Getting Started

The University Career Center defines “experiential education” as any experience that connects classroom learning with external organizations to provide students with work experience. Experiential education includes internships, clinical rotations, student teaching, cooperative education, and required observation hours.                 

Currently, UNC Charlotte does not have a centralized process or office that manages experiential education. The University Career Center reviews and accepts/denies any opportunities (both paid and unpaid) posted in Hire-A-Niner, our full-service system connecting students and employers. Opportunities requesting a connection to academic credit are referred to relevant academic programs for further review.                                                                                       

Our Employer Operations Team is available to assist you with:

  • developing a sustainable internship program for your organization/consulting on interns
  • internhip descriptions and projects to adhere to federal and state guidelines
  • marketing opportunities to UNC Charlotte students and connections with academic departments for credit requests

What is an Internship?

UNC Charlotte broadly defines an internship as a fixed, short-term work experience in a professional setting that is an extension of classroom learning. Internships last a minimum of 5 weeks and 80 hours in a given semester. UNC Charlotte interns can work up to 40 hours a week during summer and up to 20 hours per week in the fall and spring semesters. Internships may be obtained through an established internship program or something that the student and the employer create together to fit the student’s skills and interests and the employer’s specific needs. Internships may be paid or unpaid.     
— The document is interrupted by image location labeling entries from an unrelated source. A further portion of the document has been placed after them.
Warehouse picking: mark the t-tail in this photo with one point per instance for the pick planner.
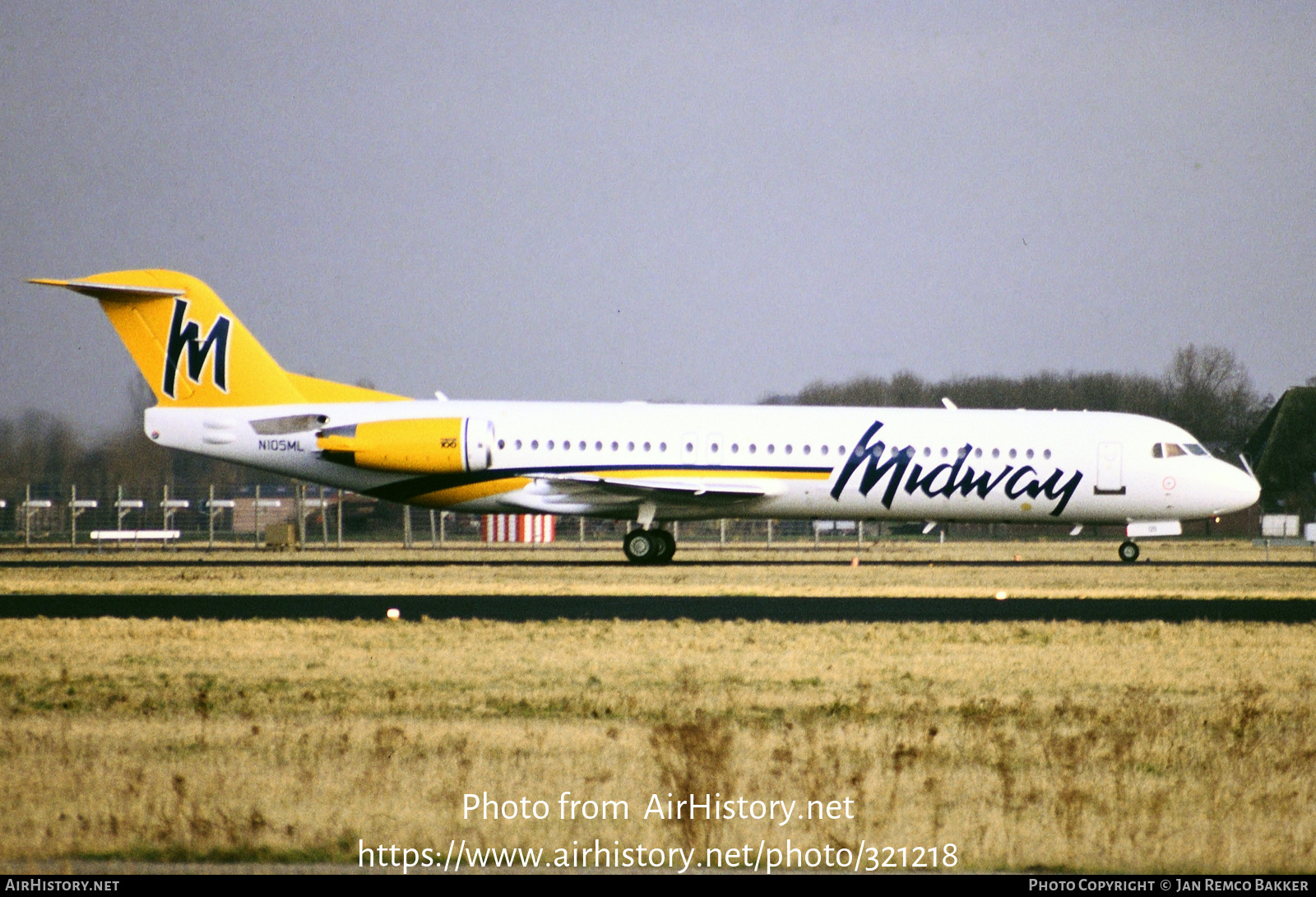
(195, 352)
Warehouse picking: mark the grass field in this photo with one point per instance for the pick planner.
(1120, 747)
(886, 569)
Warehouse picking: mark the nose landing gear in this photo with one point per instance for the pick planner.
(649, 546)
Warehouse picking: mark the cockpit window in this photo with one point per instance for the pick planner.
(1175, 451)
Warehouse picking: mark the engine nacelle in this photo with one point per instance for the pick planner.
(418, 445)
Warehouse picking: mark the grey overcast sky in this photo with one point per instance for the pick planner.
(706, 202)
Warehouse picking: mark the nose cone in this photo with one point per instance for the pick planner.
(1236, 488)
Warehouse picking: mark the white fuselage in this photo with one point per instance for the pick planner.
(822, 462)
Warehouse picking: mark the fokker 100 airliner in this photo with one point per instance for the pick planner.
(221, 394)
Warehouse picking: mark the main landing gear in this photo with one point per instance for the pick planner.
(649, 546)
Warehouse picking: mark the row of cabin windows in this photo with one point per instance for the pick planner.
(772, 448)
(1173, 451)
(662, 447)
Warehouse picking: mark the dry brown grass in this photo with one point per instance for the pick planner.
(916, 574)
(1070, 746)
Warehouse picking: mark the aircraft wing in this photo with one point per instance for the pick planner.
(583, 493)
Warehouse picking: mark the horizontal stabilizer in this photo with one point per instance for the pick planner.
(109, 291)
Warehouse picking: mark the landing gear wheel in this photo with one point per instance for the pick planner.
(666, 546)
(640, 547)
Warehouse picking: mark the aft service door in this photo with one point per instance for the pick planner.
(1110, 469)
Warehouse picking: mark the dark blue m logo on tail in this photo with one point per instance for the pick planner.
(186, 339)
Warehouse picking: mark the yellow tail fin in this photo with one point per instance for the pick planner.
(192, 349)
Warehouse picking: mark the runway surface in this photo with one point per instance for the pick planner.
(656, 607)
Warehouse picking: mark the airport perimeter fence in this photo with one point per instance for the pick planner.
(313, 517)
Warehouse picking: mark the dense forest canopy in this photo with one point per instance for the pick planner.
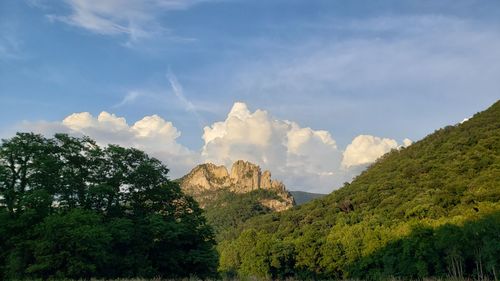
(431, 209)
(71, 209)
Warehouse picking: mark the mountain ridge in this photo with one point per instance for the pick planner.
(389, 221)
(205, 180)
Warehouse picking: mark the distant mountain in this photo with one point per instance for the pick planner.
(302, 197)
(229, 199)
(428, 210)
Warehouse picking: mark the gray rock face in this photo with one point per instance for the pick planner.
(206, 179)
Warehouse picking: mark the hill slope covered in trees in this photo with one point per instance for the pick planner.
(71, 209)
(431, 209)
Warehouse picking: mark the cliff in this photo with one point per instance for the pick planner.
(205, 180)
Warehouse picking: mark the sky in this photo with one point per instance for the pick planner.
(313, 90)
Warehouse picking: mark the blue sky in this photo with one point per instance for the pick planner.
(387, 69)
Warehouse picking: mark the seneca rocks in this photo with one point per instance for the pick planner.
(206, 179)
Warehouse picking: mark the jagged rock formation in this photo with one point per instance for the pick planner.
(205, 180)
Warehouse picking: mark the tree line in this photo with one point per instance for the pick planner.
(72, 209)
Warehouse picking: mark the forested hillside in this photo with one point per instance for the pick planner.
(71, 209)
(431, 209)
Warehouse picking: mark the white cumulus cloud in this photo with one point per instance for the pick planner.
(152, 134)
(303, 158)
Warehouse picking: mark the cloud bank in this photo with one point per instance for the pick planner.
(302, 157)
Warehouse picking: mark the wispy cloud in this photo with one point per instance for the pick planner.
(179, 93)
(130, 97)
(135, 18)
(10, 45)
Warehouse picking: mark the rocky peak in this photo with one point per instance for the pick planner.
(244, 177)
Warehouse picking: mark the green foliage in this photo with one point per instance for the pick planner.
(302, 197)
(430, 209)
(71, 209)
(227, 210)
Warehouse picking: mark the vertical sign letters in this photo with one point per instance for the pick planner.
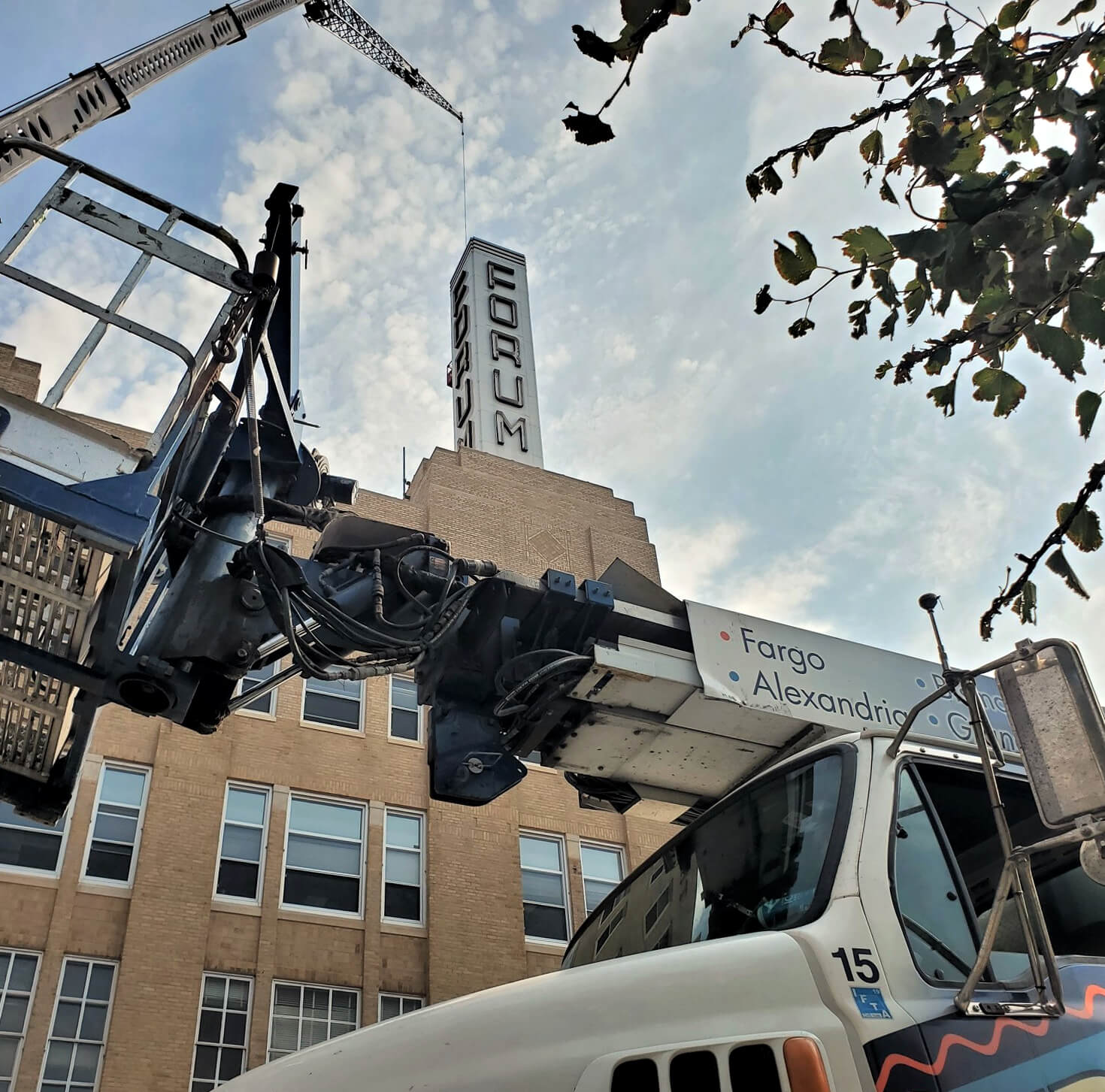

A combination of goal-setting, training, supervision, and evaluation should be defined and agreed upon by all parties: the student, the employer, and a university faculty/staff administrator, especially if academic credit is involved.

What is a Co-op?

A co-op is typically a full-time, paid position within a company or organization that spans over the course of multiple semesters. There will usually be more training and higher levels of responsibility than with an internship. UNC Charlotte’s co-op requires students and employers to submit formal evaluations, and in the semester in which the student returns to campus he/she must do a presentation of their experience to faculty advisors.

What is the difference?

Both internship and cooperative education program experiences allow students to apply what they have learned in the classroom to a professional setting.   The difference between the two experiences is mainly the number, pattern, and work hours to which students and employers commit.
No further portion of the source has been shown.